The importance of flanking region(s) has been demonstrated for other aggregation-prone proteins, including the P17 region in exon 1 of huntingtin25,26,28, the N-terminal region (residue 11-16) of amyloid β (Aβ40)64, residues 306-311 in tau65, the aggregation prone motifs 14–22, 53–58, and 69–72 in the N-terminal region of Apo-I24 and the N-terminal six amino acids of β2-microglobulin66. At longer timescales, or under more favourable conditions for aggregation (e.g. at pH 4.5 and low ionic strength (Extended Data Figure 1g) or at pH 6.5 in the presence of DMPS liposomes (Figure 7e)), ΔΔ is able to form amyloid, highlighting the crucial role of the transient intra- and inter-molecular interactions made by the N-terminal region of αSyn in imposing kinetic control on the thermodynamically favourable process of amyloid formation.

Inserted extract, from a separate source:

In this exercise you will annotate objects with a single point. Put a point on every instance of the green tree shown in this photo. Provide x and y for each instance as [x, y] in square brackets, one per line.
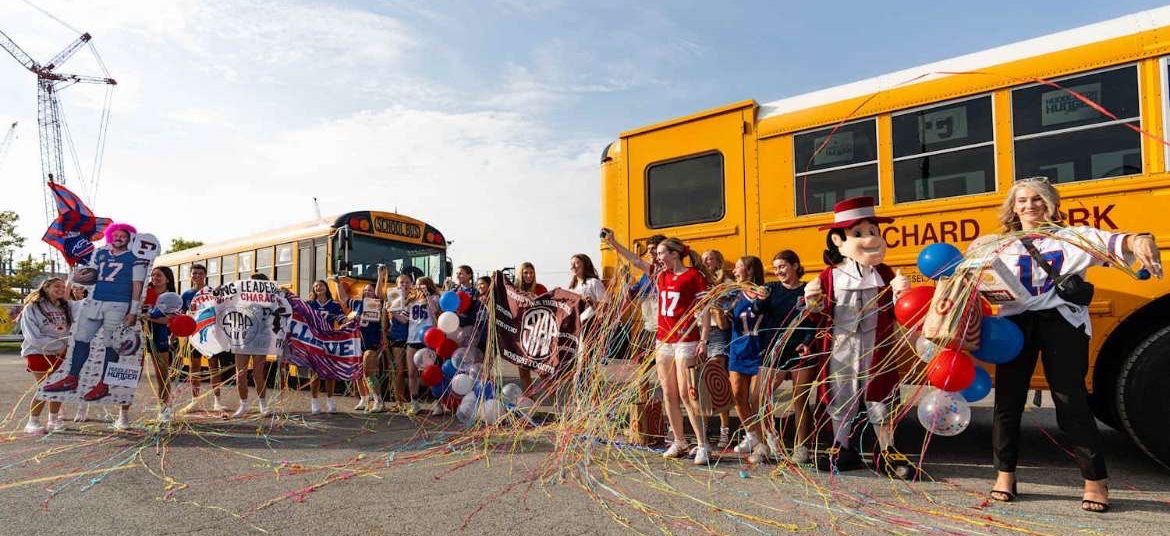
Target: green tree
[25, 276]
[180, 244]
[9, 239]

Our discovery that P1 and P2 are also required for the function of αSyn in vesicle remodelling adds to the growing evidence that the N-terminal region of αSyn is important for both its physiological function and its disease aetiology57,67. Notably, P2 encompasses six of the seven early onset familial PD mutations68 (Figure 1b). This region also forms the protofilament interface in some13,14,33, but not all13, structures of αSyn fibrils formed in vitro, and this region can form amyloid in isolation32. Hoyer and colleagues also showed that the aggregation of αSyn can be inhibited in vitro and in vivo by the binding of a β-wrapin41,43 to residues 37-54, which encompasses both P1 and P2, with the NMR structure of the complex revealing β-hairpin formation involving residues 37VLYVGSK43 and 48VVHGVAT54 of αSyn41. Engineering an intramolecular disulphide bond between residues 41 and 48 has also been shown to inhibit αSyn aggregation in the absence of β-hairpin formation42, presumably because this perturbs the structure around P1 and P2 that we show here to be vital for fibril formation. Mutation of Y39 to Ala also prevents aggregation and Y39 has been shown to be responsible (together with F94) for binding small molecules able to retard aggregation62. Finally, a cyclised peptide of residue 36-55 has been shown to adopt a β-hairpin structure that self-assembles into cytotoxic oligomers, the authors suggesting that this region, rather than NAC, nucleates oligomer formation11. Together, the data presented here highlight the vital importance of P1 and P2 in controlling αSyn aggregation, demonstrating that aggregation is not initiated by the NAC region alone. Using a C. elegans model expressing αSyn in the bodywall muscles, deletion of P1 or both P1 and P2 suppressed age-dependent αSyn inclusion body formation as well as the associated toxicity, resulting in animals with improved health-span, even at advanced age. Displacing the interactions made by P1 and/or P2 may thus pave the way to routes to control αSyn aggregation using small molecules or other reagents that target these sites.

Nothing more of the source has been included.